[
https://issues.apache.org/jira/browse/SQOOP-331?page=com.atlassian.jira.plugin.system.issuetabpanels:comment-tabpanel&focusedCommentId=13098262#comment-13098262
]
Arvind Prabhakar commented on SQOOP-331:
----------------------------------------
Thanks for the excellent patch Jarek. It is almost ready for commit except for
a few things:
* The case for free-form query needs to be handled. This would be in the
{{DataDrivenImportJob}} class within the {{else}} block below your current
modifications.

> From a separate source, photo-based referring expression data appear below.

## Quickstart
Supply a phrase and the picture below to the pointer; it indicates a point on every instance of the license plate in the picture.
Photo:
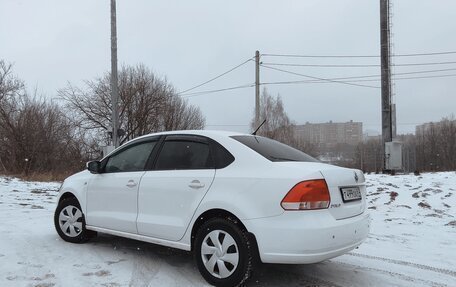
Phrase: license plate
(350, 193)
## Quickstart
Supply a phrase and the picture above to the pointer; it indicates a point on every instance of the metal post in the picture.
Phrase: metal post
(114, 81)
(257, 89)
(387, 133)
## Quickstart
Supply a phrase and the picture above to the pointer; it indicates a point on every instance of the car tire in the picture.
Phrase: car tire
(224, 253)
(69, 221)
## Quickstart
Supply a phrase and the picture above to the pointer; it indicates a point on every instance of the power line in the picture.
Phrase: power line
(354, 81)
(189, 95)
(216, 77)
(355, 65)
(357, 56)
(322, 79)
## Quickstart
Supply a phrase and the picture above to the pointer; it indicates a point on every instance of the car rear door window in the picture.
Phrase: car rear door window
(273, 150)
(178, 154)
(132, 158)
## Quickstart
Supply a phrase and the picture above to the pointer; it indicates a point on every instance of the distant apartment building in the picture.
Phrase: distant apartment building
(330, 134)
(422, 129)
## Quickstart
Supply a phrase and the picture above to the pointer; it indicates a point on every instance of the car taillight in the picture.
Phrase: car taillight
(307, 195)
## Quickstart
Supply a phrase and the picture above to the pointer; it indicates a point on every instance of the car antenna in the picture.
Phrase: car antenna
(254, 133)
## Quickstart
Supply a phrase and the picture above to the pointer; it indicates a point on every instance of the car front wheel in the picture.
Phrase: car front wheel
(69, 221)
(223, 253)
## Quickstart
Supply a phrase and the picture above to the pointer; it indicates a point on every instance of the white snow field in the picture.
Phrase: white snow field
(412, 243)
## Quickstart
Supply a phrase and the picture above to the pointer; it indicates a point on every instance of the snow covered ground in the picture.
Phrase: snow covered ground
(412, 243)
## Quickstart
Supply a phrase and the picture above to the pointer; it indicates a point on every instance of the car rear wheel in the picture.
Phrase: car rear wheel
(69, 221)
(223, 253)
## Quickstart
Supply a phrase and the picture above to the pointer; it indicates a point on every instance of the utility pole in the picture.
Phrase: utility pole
(114, 81)
(257, 89)
(387, 130)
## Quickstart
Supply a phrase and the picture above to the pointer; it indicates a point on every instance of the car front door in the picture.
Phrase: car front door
(170, 193)
(112, 195)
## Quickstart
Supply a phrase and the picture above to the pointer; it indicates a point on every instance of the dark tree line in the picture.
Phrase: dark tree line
(147, 104)
(38, 136)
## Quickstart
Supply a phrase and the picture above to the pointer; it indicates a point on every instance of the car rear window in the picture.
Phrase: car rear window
(273, 150)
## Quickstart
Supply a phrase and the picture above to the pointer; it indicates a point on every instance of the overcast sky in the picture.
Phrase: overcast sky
(51, 43)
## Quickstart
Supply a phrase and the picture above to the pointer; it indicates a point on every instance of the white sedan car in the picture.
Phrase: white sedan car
(233, 199)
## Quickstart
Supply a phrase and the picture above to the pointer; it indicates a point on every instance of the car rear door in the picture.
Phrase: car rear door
(112, 195)
(170, 193)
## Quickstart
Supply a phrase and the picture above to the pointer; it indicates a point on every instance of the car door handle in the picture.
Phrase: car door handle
(131, 183)
(196, 184)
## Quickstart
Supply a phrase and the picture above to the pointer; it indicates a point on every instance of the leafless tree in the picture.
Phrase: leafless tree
(36, 136)
(278, 125)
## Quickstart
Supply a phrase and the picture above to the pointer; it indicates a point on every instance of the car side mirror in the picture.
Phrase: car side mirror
(94, 166)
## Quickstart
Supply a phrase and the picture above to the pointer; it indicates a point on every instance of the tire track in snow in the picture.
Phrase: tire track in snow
(394, 274)
(406, 263)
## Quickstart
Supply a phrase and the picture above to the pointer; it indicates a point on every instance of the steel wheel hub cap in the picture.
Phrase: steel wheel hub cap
(70, 221)
(220, 254)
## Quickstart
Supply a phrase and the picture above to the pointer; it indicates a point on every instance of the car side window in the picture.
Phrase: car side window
(131, 159)
(184, 154)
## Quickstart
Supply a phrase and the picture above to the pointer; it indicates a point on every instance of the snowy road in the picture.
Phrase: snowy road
(412, 243)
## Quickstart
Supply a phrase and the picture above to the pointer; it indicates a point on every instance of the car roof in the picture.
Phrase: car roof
(208, 133)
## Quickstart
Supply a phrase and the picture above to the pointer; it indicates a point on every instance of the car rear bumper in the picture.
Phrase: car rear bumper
(301, 237)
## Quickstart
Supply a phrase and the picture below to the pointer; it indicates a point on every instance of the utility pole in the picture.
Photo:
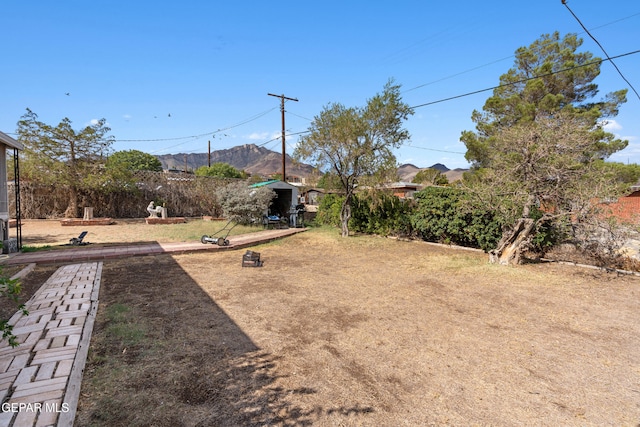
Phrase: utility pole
(282, 98)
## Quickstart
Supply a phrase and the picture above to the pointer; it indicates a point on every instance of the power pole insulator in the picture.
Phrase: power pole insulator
(282, 98)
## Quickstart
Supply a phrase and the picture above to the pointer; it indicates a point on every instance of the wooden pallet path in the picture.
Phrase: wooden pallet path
(40, 379)
(103, 253)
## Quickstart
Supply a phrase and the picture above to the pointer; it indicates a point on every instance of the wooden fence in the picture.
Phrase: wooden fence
(183, 195)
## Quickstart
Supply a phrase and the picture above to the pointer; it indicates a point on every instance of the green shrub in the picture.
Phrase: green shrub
(381, 213)
(443, 216)
(329, 210)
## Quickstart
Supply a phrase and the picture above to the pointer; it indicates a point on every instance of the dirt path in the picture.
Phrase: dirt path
(362, 331)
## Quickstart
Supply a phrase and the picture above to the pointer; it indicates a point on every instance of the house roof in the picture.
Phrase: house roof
(7, 140)
(275, 184)
(263, 183)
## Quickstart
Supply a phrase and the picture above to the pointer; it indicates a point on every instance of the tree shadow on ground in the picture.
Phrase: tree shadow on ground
(171, 356)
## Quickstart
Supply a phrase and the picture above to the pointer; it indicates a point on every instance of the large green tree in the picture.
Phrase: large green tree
(548, 76)
(63, 156)
(134, 160)
(540, 141)
(357, 143)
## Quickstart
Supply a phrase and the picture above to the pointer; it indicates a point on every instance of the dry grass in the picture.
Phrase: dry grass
(45, 232)
(360, 331)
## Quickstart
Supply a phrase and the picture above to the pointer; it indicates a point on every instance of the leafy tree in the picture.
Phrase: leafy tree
(547, 77)
(540, 140)
(243, 204)
(220, 170)
(134, 160)
(430, 176)
(443, 215)
(380, 212)
(329, 181)
(63, 156)
(356, 143)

Here is a sample diff that I cooked up quickly to convey this
point:
{noformat}
--- src/java/com/cloudera/sqoop/mapreduce/DataDrivenImportJob.java
(revision 1165478)
+++ src/java/com/cloudera/sqoop/mapreduce/DataDrivenImportJob.java
(working copy)
@@ -153,15 +153,26 @@
DataDrivenDBInputFormat.setInput(job, DBWritable.class,
mgr.escapeTableName(tableName), whereClause,
mgr.escapeColName(splitByCol), sqlColNames);
+
+ // If user specified boundary query on the command line propagate it to
+ // the job
+ if(options.getBoundaryQuery() != null) {
+ DataDrivenDBInputFormat.setBoundingQuery(job.getConfiguration(),
+ options.getBoundaryQuery());
+ }
} else {
// Import a free-form query.
String inputQuery = options.getSqlQuery();
String sanitizedQuery = inputQuery.replace(
DataDrivenDBInputFormat.SUBSTITUTE_TOKEN, " (1 = 1) ");
- String inputBoundingQuery =
- mgr.getInputBoundsQuery(splitByCol, sanitizedQuery);
+ String inputBoundingQuery = options.getBoundaryQuery();
+
if (inputBoundingQuery == null) {
+ mgr.getInputBoundsQuery(splitByCol, sanitizedQuery);
+ }
+
+ if (inputBoundingQuery == null) {
inputBoundingQuery = "SELECT MIN(" + splitByCol + "), MAX("
+ splitByCol + ") FROM (" + sanitizedQuery + ") AS t1";
}
{noformat}
* Second: since you have introduced a new command line option, it is necessary
that the userguide and man pages be updated. These are located under
{{src/docs}} directory and can be built using {{ant docs}} target. In order to
build them though, you would need to have {{asciidoc}} isntalled on your
machine.
* Bonus nit: there is a checkstyle violation in ImportTool:530 where the line
is longer than 80 characters.
Apart from that everything looks great. Some suggestions going forward:
* Usually when introducing a new functionality, it is required to have at least
one test that exercises that functionality. The test you have added is good but
does not really exercise the functionality.
* We use Apache Review Board (https://reviews.apache.org/) to post reviews for
patches that are longer than a few lines. This helps the reviewers give
contextual feedback where necessary.
Please let me know if you have any questions for me on these suggestions.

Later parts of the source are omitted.